Wien. Eine Schweizer Familie, die am Donnerstagvormittag auf dem Wiener Vorgartenmarkt frühstückte, weiß jetzt erstaunlich viel über die korrekte Eierwahl und Sarah Wiener. Die Urlauber sitzen gerade in einer Bäckerei und trinken ihren Kaffee, als sie ihre Tischnachbarin anspricht: „Wissen Sie, wir haben ja EU-Wahlen“, sagt die Frau. „Und ich bin die weibliche Spitzenkandidatin der Grünen.“

Dann fährt sie, nicht unbedingt auf Nachfrage, fort: „Den österreichischen Grünen geht es nicht gut. Wir wollen ihre Wiederauferstehung zu Ostern feiern.“ Und übrigens, „meine erste Liebe kam aus Bern!“ Danach bekommt die Familie noch Ostereier überreicht – bio und aus Freilandhaltung natürlich, außerdem von einer alten Hühnerrasse. Allerdings nicht ganz regional: Sie stammen vom Nachbarbauern von Wieners Landwirtschaft in der deutschen Uckermark.

Wenn Wahlkämpfe so etwas wie die Olympischen Spiele für Politiker sind, ist der Stimmenfang auf der Straße eine der heikelsten Disziplinen. Man kann sich zwar das Feld aussuchen, aber nicht die Mitspieler: Wie Kandidaten auf spontane Begegnungen reagieren, lässt sich oft schwerer üben als eine Wahlkampfrede.

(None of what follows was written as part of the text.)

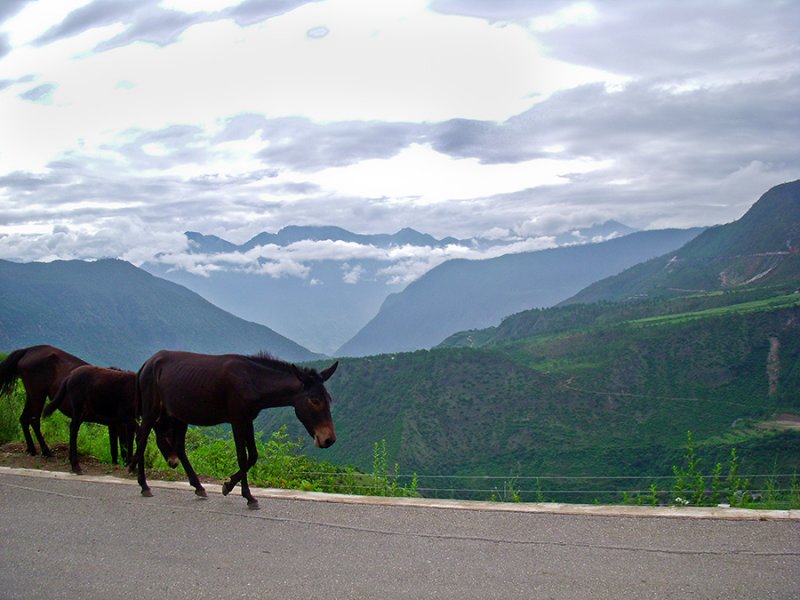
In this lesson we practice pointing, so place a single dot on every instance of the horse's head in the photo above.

Den Umgang mit der Öffentlichkeit ist die 56-jährige Wiener, die nach Grünen-Chef Werner Kogler auf Platz zwei kandidiert, allerdings gewohnt. Sie startete in Deutschland eine Karriere als TV-Köchin, Gastronomin und Buchautorin. Jetzt will sie als Abgeordnete nach Brüssel. Die Grünen wollen vom Promi-Status der Quereinsteigerin profitieren. Und am 26. Mai endlich wieder einen Wahlsieg feiern.

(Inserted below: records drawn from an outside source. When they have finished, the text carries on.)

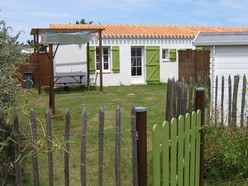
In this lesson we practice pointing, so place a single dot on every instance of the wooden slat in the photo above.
(222, 101)
(67, 148)
(197, 149)
(17, 144)
(34, 148)
(83, 147)
(180, 149)
(173, 153)
(229, 100)
(156, 155)
(134, 148)
(3, 155)
(243, 102)
(118, 147)
(101, 139)
(49, 147)
(192, 149)
(187, 150)
(216, 100)
(165, 154)
(191, 105)
(235, 98)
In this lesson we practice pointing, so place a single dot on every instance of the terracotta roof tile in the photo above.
(117, 30)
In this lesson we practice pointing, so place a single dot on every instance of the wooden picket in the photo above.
(178, 145)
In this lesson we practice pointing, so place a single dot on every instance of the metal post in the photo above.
(200, 104)
(141, 127)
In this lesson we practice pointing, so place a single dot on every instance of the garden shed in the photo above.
(228, 56)
(53, 38)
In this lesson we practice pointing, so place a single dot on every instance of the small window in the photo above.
(105, 59)
(165, 54)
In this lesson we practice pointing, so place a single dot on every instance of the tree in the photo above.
(84, 22)
(10, 54)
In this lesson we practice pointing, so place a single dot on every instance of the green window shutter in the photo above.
(173, 55)
(92, 59)
(116, 59)
(152, 64)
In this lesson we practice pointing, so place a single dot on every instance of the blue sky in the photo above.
(27, 14)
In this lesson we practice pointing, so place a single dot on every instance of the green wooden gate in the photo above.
(176, 151)
(152, 64)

Von Autos und billigen Beeren

Wiener hat, um für sich und ihre Partei zu werben, jedenfalls keine Berührungsängste. Im Gegenteil. Sie steht zwischen Flohmarkt und Bio-Obstständen mit einem Korb voller Eier und Flyer und überlegt gar nicht erst, ob und wen sie als Nächstes ansprechen soll. Das Model, das gerade für ein Fotoshooting posiert? Als sie das Ei ablehnt, ruft Wiener: „Ich würd ja schon sagen: Kindchen, iss mehr!“ Der junge Mann mit Bart, Longboard und Janker? „Sie sehen aus, als würden Sie sicher zur Wahl gehen.“

Tatsächlich schafft es Wiener, einige Menschen in ein Gespräch zu verwickeln, geht auf ihre Inhalte ein. Zwei Frauen ärgern sich darüber, dass in Wien so viele neue Wohnungen gebaut werden und alles Grüne verschwindet. Ein älterer Mann, der Wiener aus ihrer Zeit als TV-Köchin kennt, möchte wissen, warum „die Erdbeeren beim Türken so viel billiger sind“. Wiener spricht von Pestiziden, Importen, von Lohnunterschieden. Am Ende zieht sie aber immer dasselbe Fazit: „Gehen Sie am 26. Mai wählen. Sonst werden sich die radikalen Rechten verdoppeln, die die EU abschaffen wollen.“

Damit meint Wiener die AfD in Deutschland, die Lega in Italien, aber auch die FPÖ in Österreich. Aber nicht jeder will Wieners Argumente hören: Zwei Frauen hinter einem Flohmarktstand („stolze Österreicherinnen“) verweigern das Gratis-Osterei, „weil Sie uns vorhin ignoriert haben“. „Na, jetzt hören S' aber auf“, antwortet Wiener. „Jetzt bin ich ja eh da.“ Das Wahlkampfteam sieht es positiv: „Wenigstens beschwert sich jemand, dass er von uns nicht wahlbekämpft wird.“

("Die Presse", Print-Ausgabe, 19.04.2019)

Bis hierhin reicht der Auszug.